Art ancien

L’art de vivre des mamlouks

Par Olympe Lemut · L'ŒIL

Le 24 juin 2025 - 1002 mots

Puissance guerrière de l’Égypte et du Proche-Orient médiévaux, le sultanat mamlouk révèle sa culture raffinée dans l’exposition « Mamlouks, 1250-1517 », au Musée du Louvre, brossant le portrait d’une société multiculturelle fascinée par les arts décoratifs.

Période de transition entre la chute du califat de Bagdad (1258) et la conquête ottomane (1517), le règne des Mamlouks en Égypte et en Syrie marque l’apogée des arts décoratifs et des arts du livre. L’exposition du Louvre, sous le commissariat de Soraya Noujaïm et Carine Juvin, entreprend de montrer la diversité de l’artisanat d’art sous les sultans mamlouks, pour la plupart d’origine turque ou tcherkesse (Caucase). Les Mamlouks étaient en effet d’anciens enfants esclaves militaires intégrés à l’armée des califes arabes, et ils ont développé une culture spécifique. Dans une scénographie dépouillée qui évite l’orientalisme facile, l’exposition présente de nombreux objets en métal ciselé, dont la technique fut maîtrisée à la perfection par les orfèvres de Mossoul, et plusieurs exemplaires monumentaux du Coran ou de textes populaires. Comme le précise Soraya Noujaïm, les Mamlouks avaient « une passion pour l’art du livre », illustrée ici par des manuscrits magnifiquement enluminés (bleu, or, rouge).Comme il existe très peu de peintures et de dessins mamlouks, l’exposition repose sur des vitrines d’objets et des projections immersives qui reconstituent ainsi l’environnement quotidien de la société arabe de l’époque. Les rares peintures exposées traitent des relations commerciales avec l’Europe, l’Afrique et l’Asie, notamment les Vénitiens. Des biographies de personnalités célèbres (dont quelques femmes lettrées) jalonnent le parcours pour incarner la société mamlouke et ses différentes composantes, y compris religieuse. La dernière partie de l’exposition s’attache aux arts décoratifs avec des décors en marqueterie, des textiles aux motifs complexes et des récipients en verre exceptionnels. Si ces récipients montrent la maîtrise technique des artisans, l’éclairage ne leur rend pas hommage. L’exposition se clôt sur le baptistère de Saint-Louis datant du XIVe siècle, un bassin en métal incisé d’argent au parcours assez flou avant son entrée dans les collections royales de France. Ses décors dépeignent des personnages de la cour mamlouke et des scènes de chasse extrêmement détaillées, les rendant très vivantes.

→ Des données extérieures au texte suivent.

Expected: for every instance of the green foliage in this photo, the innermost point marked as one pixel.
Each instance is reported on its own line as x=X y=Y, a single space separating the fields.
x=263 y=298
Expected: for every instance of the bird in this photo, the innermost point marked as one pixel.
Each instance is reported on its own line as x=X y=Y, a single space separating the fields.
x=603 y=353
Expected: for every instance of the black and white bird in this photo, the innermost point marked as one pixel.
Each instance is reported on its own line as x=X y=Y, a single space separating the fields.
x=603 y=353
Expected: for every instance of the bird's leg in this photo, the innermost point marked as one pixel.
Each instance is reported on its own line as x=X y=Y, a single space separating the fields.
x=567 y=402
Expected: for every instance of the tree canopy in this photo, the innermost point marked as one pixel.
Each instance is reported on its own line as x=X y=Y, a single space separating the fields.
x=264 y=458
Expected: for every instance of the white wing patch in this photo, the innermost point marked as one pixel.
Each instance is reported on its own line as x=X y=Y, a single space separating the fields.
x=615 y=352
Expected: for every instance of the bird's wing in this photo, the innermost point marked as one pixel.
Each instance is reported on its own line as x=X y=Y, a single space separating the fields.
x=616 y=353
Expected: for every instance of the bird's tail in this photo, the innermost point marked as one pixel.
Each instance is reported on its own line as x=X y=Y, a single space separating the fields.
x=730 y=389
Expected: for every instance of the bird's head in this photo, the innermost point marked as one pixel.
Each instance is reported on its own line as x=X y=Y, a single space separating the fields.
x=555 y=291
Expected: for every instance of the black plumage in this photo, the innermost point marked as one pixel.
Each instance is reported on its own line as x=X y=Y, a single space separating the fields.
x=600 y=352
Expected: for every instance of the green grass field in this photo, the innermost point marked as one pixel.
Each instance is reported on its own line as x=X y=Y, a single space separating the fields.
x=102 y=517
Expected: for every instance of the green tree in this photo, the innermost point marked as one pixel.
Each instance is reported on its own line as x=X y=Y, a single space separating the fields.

Affirmer son statut par le costume

Les Mamlouks attachaient une grande importance aux tenues d’apparat et le gouverneur de Damas ne fait pas exception. Assis sur une estrade, il arbore un turban spectaculaire en forme d’éventail à six branches, popularisé par les sultans à la fin du XVe siècle, puis adopté par les dignitaires. Ses conseillers portent un traditionnel turban blanc au pliage très élaboré, tandis que les officiers de l’armée, légèrement en retrait, portent une coiffe de laine rouge. Ce couvre-chef en poils de chèvre appelé « zamt » fut popularisé par les Mamlouks du Caucase, et avait une origine populaire avant d’être adopté par les chefs militaires, qui ont obtenu le droit exclusif de le porter. En comparaison, les tenues des Vénitiens semblent austères, car le peintre joue sur le contraste en accentuant la profondeur du noir de leurs manteaux.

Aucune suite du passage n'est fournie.